简体   繁体   English

Scala Spark,比较两个DataFrames和select另一列的值

[英]Scala Spark, compare two DataFrames and select the value of another column

I have two dataframes.我有两个数据框。 What I want to do exactly is:我真正想做的是:

If the column Name is "P" then I have to select the column called FinalValue of the DF2 where the column id_1 match the column Id_name of the DF2, otherwise I have to fill it with nulls.如果列名称是“P”,那么我必须 select 列名为 DF2 的FinalValue列,其中列id_1与 DF2 的列Id_name匹配,否则我必须用空值填充它。

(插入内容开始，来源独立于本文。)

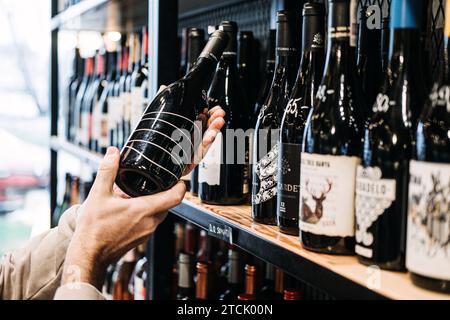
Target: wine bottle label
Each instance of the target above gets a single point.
(373, 196)
(139, 289)
(266, 171)
(327, 200)
(428, 235)
(289, 180)
(209, 167)
(104, 131)
(136, 105)
(126, 99)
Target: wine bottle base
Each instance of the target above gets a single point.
(389, 265)
(430, 283)
(267, 221)
(288, 226)
(329, 245)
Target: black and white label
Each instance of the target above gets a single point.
(373, 196)
(289, 180)
(266, 172)
(428, 235)
(221, 231)
(209, 167)
(327, 201)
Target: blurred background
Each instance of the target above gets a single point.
(24, 120)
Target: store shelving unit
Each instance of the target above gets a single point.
(338, 276)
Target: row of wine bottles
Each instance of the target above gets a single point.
(107, 94)
(206, 268)
(75, 192)
(350, 171)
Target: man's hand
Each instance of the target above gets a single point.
(109, 225)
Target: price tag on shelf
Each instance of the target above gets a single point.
(221, 231)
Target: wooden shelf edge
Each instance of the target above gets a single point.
(59, 144)
(342, 276)
(75, 11)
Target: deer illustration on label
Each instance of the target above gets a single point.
(313, 217)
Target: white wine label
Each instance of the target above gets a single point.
(428, 235)
(126, 100)
(266, 170)
(209, 167)
(139, 289)
(327, 194)
(136, 105)
(104, 131)
(373, 196)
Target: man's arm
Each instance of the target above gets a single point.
(34, 272)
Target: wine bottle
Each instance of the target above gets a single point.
(382, 179)
(267, 76)
(248, 57)
(369, 56)
(65, 204)
(73, 85)
(150, 161)
(251, 282)
(115, 103)
(221, 177)
(265, 142)
(95, 108)
(196, 42)
(202, 286)
(234, 283)
(136, 79)
(104, 125)
(385, 40)
(295, 116)
(126, 86)
(428, 233)
(186, 278)
(331, 146)
(79, 103)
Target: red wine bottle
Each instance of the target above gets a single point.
(220, 178)
(428, 232)
(196, 42)
(80, 100)
(382, 179)
(103, 124)
(267, 76)
(265, 142)
(160, 148)
(331, 146)
(295, 116)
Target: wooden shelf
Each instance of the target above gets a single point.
(103, 15)
(92, 158)
(342, 276)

For example, I have the following DataFrames (DF1 and DF2):例如,我有以下数据帧(DF1 和 DF2):

+--------+-------+-------+
|Name    | value | id_1  |
+- ------+-------+-------+
|P       |5      | being |      
|X       |1      | dose  |
|Z       |1      | yex   |

df2
+--------+------------+
|Id_name | FinalValue |
+- ------+------------+
|ash     | h32        |
|being   | c11        |
|dose    | g21        |

In this case the output should be:在这种情况下,output 应该是:

+--------+-------+-------------+
|Name    | value | FinalValue  | 
+- ------+-------+-------------+
|P       |5      | c11         |      
|X       |1      | null        |
|Z       |1      | null        |

What I am trying is the following:我正在尝试的是以下内容:

var df3 = df1.withColumn("FinalValue", when($"Name" === "P", df2.select(...)))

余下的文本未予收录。